Patrick Cothias aurait-il profité de ce saumon pour nous facturer sa propre psychanalyse ?
Le héros de l’histoire est en effet un scénariste de bd ayant connu son heure de gloire avec des séries telles que « le masque vert » ou « les neuf vies du balbuzard » mais qui multiplie ensuite les séries à rallonge, au point de perdre son public. Cela me rappelle furieusement quelqu’un.

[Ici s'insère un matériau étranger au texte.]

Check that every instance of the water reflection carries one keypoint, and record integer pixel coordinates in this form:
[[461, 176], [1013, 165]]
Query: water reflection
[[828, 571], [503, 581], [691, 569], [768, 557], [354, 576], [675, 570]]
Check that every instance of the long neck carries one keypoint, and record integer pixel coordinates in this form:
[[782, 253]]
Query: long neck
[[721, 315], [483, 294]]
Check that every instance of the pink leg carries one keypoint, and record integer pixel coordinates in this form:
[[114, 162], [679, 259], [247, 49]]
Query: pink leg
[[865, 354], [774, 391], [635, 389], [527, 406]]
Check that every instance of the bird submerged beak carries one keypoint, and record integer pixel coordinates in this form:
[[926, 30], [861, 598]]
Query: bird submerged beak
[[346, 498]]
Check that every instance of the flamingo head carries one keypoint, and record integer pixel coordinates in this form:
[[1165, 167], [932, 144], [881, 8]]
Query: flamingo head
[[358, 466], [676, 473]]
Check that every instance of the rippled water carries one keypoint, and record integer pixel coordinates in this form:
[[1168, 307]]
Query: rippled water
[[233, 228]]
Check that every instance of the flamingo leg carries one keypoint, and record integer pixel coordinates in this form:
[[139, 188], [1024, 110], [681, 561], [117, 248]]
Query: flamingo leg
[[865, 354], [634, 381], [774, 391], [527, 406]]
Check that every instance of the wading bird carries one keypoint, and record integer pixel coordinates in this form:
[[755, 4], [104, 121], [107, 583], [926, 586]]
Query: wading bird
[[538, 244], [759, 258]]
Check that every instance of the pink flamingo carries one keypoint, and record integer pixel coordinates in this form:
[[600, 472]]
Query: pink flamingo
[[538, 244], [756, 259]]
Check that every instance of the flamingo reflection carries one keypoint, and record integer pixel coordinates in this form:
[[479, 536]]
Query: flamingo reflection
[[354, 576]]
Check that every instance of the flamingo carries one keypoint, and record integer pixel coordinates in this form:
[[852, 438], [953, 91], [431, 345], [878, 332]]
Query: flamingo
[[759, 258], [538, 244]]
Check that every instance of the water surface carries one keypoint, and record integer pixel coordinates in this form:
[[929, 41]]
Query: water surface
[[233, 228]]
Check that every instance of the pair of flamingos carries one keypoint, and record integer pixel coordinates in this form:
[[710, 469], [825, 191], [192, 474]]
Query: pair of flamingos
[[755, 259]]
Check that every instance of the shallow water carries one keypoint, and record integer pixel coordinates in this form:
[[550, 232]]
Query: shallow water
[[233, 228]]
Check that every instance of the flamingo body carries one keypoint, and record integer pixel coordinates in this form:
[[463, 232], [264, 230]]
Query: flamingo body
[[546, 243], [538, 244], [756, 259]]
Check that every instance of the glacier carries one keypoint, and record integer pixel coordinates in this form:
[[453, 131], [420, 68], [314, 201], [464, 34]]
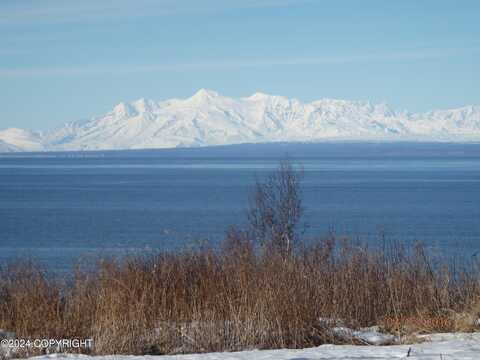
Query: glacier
[[208, 118]]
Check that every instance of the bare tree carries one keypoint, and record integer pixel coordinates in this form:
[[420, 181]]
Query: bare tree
[[276, 208]]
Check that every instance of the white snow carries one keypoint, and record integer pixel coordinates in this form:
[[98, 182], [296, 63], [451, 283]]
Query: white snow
[[208, 118], [437, 347]]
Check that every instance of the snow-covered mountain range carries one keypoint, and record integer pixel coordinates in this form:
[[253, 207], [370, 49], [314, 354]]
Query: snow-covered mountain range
[[208, 118]]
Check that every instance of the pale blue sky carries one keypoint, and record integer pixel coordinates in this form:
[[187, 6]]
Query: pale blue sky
[[65, 60]]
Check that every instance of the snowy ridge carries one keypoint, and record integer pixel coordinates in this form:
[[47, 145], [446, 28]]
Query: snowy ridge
[[208, 118]]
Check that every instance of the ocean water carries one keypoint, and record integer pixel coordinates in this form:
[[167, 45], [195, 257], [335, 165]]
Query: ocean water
[[61, 207]]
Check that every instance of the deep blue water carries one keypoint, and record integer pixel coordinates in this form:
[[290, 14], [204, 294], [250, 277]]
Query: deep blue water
[[59, 207]]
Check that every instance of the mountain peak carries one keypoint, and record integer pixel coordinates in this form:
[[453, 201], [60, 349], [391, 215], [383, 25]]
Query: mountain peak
[[208, 118], [143, 105], [123, 109], [204, 94], [258, 96]]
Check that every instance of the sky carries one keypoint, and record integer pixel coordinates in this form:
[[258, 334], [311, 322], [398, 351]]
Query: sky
[[64, 60]]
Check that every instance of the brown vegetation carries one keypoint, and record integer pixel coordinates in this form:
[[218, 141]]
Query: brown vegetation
[[247, 293]]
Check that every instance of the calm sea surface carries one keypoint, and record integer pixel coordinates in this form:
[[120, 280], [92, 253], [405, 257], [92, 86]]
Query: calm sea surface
[[59, 207]]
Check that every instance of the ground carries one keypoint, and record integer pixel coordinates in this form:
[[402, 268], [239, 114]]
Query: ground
[[438, 347]]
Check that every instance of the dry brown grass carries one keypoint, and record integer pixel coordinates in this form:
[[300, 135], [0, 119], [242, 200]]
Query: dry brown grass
[[261, 288], [236, 298]]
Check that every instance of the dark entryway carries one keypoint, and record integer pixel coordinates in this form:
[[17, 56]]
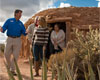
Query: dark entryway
[[61, 24]]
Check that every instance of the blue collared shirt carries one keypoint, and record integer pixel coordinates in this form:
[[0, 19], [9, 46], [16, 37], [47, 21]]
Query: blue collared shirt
[[14, 27]]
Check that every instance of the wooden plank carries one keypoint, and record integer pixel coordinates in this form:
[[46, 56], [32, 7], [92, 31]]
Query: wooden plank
[[85, 27], [59, 20]]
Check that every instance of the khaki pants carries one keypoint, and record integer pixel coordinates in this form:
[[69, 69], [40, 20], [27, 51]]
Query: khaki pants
[[13, 47]]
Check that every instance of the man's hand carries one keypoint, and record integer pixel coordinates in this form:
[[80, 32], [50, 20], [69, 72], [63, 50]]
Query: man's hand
[[1, 29]]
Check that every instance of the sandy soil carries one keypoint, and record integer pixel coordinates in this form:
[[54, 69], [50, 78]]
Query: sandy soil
[[24, 68]]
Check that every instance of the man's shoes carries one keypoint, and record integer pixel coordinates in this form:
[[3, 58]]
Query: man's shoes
[[14, 73]]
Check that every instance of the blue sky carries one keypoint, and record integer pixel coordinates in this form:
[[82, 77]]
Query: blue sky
[[78, 3]]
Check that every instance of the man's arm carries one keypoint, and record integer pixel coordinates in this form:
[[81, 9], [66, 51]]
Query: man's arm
[[1, 29]]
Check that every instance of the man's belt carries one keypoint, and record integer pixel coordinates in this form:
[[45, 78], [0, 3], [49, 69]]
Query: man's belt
[[14, 36]]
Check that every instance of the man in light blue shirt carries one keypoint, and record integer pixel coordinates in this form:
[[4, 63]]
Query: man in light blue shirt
[[15, 28]]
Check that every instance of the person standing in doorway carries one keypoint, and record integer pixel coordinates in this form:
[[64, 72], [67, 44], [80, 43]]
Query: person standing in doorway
[[58, 39], [15, 28]]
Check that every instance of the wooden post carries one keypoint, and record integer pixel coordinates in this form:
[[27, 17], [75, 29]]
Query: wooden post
[[68, 31]]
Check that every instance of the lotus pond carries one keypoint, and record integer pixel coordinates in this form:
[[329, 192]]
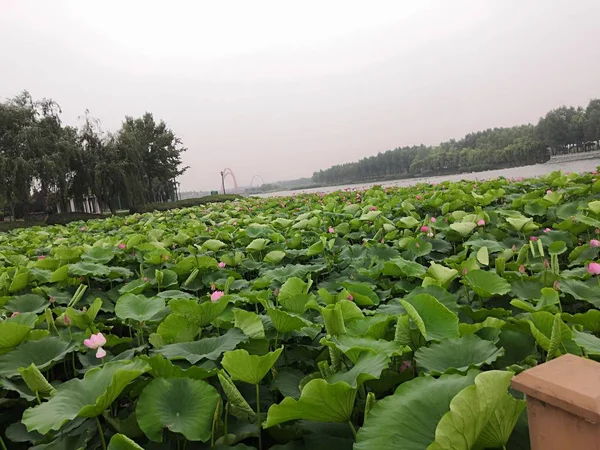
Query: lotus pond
[[379, 319]]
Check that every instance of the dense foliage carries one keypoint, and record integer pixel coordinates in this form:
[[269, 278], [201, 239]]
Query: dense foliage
[[43, 163], [379, 319], [563, 130]]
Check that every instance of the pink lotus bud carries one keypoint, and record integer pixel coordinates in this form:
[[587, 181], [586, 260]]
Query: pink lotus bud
[[594, 268], [215, 296]]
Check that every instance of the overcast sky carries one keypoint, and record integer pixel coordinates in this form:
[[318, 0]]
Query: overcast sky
[[281, 88]]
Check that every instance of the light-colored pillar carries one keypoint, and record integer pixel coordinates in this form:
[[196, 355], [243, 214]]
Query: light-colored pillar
[[563, 403]]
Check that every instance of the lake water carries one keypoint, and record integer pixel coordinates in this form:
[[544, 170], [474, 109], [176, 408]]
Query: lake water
[[583, 165]]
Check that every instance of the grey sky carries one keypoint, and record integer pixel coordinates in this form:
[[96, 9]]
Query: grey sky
[[280, 88]]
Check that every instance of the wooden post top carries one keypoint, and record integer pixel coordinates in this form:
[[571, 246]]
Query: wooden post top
[[569, 382]]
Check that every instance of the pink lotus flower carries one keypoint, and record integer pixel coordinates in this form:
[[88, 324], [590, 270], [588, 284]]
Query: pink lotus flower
[[215, 296], [594, 268], [95, 341]]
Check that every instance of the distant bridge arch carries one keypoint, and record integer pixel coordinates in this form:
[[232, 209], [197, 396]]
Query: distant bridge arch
[[224, 174], [262, 181]]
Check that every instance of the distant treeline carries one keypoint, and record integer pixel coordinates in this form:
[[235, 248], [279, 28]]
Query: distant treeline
[[561, 131]]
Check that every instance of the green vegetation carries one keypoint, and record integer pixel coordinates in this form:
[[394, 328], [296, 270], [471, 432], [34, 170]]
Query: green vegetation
[[367, 320], [561, 131], [43, 164]]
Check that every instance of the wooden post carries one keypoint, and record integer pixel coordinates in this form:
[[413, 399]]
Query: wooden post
[[563, 403]]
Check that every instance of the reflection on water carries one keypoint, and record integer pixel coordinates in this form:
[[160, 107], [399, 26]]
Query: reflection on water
[[526, 171]]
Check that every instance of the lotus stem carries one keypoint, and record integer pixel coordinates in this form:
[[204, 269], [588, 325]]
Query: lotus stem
[[101, 432]]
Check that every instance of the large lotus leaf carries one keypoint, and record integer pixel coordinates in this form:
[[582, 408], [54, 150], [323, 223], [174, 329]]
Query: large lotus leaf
[[457, 355], [581, 291], [368, 367], [206, 348], [353, 346], [98, 255], [138, 307], [487, 284], [214, 245], [471, 410], [243, 366], [87, 397], [442, 274], [174, 328], [88, 269], [250, 323], [160, 367], [12, 334], [43, 353], [399, 267], [589, 342], [408, 419], [319, 401], [284, 322], [27, 303], [122, 442], [434, 320], [181, 405], [199, 313]]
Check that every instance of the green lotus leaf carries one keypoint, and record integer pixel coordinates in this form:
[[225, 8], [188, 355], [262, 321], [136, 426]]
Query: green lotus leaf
[[122, 442], [199, 313], [42, 353], [250, 323], [474, 409], [27, 303], [88, 269], [434, 320], [138, 307], [408, 419], [181, 405], [457, 355], [206, 348], [353, 346], [248, 368], [87, 397], [319, 401], [368, 367], [487, 284]]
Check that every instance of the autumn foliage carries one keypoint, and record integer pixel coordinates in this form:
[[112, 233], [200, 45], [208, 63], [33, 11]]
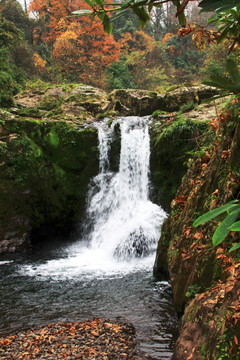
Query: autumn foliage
[[81, 50]]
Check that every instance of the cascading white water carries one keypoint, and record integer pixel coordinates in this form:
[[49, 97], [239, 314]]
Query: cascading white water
[[125, 224]]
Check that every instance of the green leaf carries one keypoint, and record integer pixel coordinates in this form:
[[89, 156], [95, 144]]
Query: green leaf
[[213, 213], [235, 226], [223, 35], [82, 12], [182, 19], [222, 230], [219, 5], [235, 247], [206, 101], [126, 3], [107, 25], [119, 14], [141, 13], [232, 69]]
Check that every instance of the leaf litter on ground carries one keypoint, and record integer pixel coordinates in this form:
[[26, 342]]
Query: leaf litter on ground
[[91, 339]]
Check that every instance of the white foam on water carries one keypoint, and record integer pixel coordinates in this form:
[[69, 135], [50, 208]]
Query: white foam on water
[[125, 223]]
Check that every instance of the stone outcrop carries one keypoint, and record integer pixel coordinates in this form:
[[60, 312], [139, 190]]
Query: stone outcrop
[[45, 167], [142, 102], [48, 152]]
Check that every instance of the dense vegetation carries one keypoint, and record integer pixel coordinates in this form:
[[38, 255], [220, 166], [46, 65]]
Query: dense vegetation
[[48, 44]]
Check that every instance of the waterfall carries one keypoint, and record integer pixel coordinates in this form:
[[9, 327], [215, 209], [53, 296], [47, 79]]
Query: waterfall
[[126, 223], [122, 225]]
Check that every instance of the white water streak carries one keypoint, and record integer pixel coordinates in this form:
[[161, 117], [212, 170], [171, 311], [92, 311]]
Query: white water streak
[[125, 223]]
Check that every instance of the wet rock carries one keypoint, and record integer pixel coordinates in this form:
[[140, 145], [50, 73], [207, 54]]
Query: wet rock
[[135, 102]]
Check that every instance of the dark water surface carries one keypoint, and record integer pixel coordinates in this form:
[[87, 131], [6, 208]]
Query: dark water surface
[[42, 288]]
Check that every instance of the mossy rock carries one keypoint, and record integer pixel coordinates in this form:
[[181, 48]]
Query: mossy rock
[[46, 167], [49, 103], [29, 112]]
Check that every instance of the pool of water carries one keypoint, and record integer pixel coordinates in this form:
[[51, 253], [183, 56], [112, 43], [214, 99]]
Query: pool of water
[[53, 284]]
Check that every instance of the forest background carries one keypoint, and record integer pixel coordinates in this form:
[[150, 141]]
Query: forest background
[[43, 42]]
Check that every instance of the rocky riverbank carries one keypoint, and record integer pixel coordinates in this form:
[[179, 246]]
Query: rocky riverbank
[[48, 154], [91, 339]]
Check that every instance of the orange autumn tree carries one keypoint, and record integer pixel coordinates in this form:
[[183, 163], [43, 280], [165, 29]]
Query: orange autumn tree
[[49, 13], [80, 48], [83, 52], [138, 41]]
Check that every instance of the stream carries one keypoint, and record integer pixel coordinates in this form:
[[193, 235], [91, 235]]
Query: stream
[[107, 271]]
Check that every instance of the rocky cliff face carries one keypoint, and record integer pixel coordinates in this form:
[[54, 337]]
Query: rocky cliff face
[[48, 153], [205, 280]]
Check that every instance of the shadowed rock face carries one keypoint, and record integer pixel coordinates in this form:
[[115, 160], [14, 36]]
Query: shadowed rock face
[[142, 102], [48, 153], [45, 169], [135, 246], [205, 280]]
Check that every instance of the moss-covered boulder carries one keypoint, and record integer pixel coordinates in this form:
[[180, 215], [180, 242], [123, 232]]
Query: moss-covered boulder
[[143, 102], [173, 142], [173, 100], [135, 102], [45, 169]]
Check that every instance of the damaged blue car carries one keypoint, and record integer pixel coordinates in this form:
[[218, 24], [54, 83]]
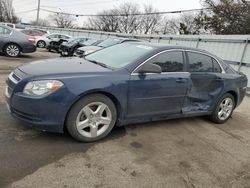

Nous avons alors droit à une véritable psychanalyse du héros, partagé entre son droit à la libre création, son droit à « péter plus haut que son cul » (selon ses propres termes) et sa volonté de reconnaissance, qui ne peut passer que par un succès public.
Là-dessus, le héros reçoit une proposition de contrat au montant mirobolant sans qu’aucune contrepartie ne soit immédiatement exigée. Et voilà le pauvre écrivain tout angoissé à cette idée.
Trois albums pour vivre les angoisses d’un gars à qui tout réussi sans qu’il n’ait rien à faire, bien souvent meublés de passages inutiles et de femmes dénudées.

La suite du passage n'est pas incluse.